Granada Theater (Dallas, TX)
– By Austin Reed –
“With Versatility and Virtuosity, Shooter Proves He’s More Than Just His Father’s Son”
Question: Let’s say you’re the son of Waylon Jennings. Your mother is Jessi Colter. You spent practically all of the formative years of your life on a tour bus. The road has been paved for you to carry on the family business, but neither of your parents was ever particularly good at following the rules. What do you do?
Answer: You develop an original sound that is both a tribute to and a complete departure from the sound of your father. And you never, ever apologize for it.
Shooter Jennings has done well over the past decade to establish himself as a southern rock virtuoso with a honky-tonk aftertaste. Ever since leaving Nashville in 2001 to pursue a more unique and gentrified sound, Jennings has used every item at his disposal—a series of spectacular backing bands, a reality-television-worthy life history, a devotion to his father’s legacy and a signature pair of aviators—to develop one of the most complex and versatile portfolios in music.
And on Friday, September 13 at the Granada, he proved it.
At 10:32 p.m. Jennings took stage and kicked off his set with The Other Life single, “A Hard Lesson to Learn,” a cautionary how-to on blending unrequited love with sour mash whiskey. Delivering a punchy-yet-stabilized downbeat alongside their signature rockabilly demeanor, Shooter and gang demonstrated very early on their disinterest in making this a casual Friday.

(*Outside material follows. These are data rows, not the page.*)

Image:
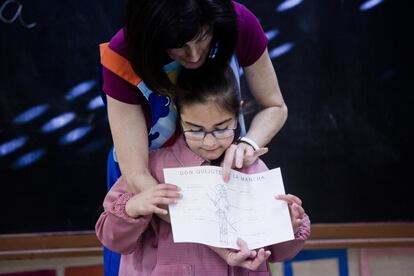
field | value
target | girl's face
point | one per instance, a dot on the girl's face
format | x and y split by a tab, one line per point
195	52
208	117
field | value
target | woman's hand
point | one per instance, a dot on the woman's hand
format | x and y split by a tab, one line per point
149	201
237	156
249	259
295	209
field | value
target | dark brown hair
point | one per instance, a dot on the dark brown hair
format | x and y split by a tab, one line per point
154	26
203	86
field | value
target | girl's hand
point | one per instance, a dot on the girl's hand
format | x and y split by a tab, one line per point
147	202
295	209
245	258
237	156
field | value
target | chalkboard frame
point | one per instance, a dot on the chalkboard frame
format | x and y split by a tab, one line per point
323	236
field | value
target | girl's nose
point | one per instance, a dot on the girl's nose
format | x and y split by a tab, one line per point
209	140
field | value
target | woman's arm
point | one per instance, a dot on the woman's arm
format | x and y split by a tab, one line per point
130	136
262	81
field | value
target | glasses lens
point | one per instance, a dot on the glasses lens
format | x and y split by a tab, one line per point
223	133
194	135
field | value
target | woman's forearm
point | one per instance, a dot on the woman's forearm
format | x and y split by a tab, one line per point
266	124
262	81
130	137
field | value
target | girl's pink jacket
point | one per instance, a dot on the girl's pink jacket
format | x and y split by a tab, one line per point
146	243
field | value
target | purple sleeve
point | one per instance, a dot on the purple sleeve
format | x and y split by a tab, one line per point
252	40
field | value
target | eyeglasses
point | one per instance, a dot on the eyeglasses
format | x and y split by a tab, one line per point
218	133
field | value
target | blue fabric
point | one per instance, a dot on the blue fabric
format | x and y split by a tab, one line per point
163	123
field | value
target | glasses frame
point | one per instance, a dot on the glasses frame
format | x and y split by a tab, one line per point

Navigating his way through some of the most celebrated hits from The Other Life, Family Man, and Let’s Put the O Back in Country, Jennings approached the evening with breakneck intensity and unrelenting drive. Inaugural single, “4th of July,” sent concertgoers into a fit of booze-soaked ecstasy, echoing nearly every word with fervor.
In one of the more surprising moves of the evening, Jennings performed a gut-wrenching eight-minute jam cover of Nirvana’s, “Something In The Way,” and from there, the landscape of the show changed completely. Shooter then explored songs from the more psychedelic Black Ribbons album, providing a night-and-day juxtaposition from the earlier part of his show. It was a welcomed move, providing a perfect balance of sauntering ambiance and Shooter’s hallmark musical intricacy.
Well-rounded with grit to spare, Shooter Jennings exploded Friday night, delivering one of the most stylistically diverse and enjoyable shows of the year.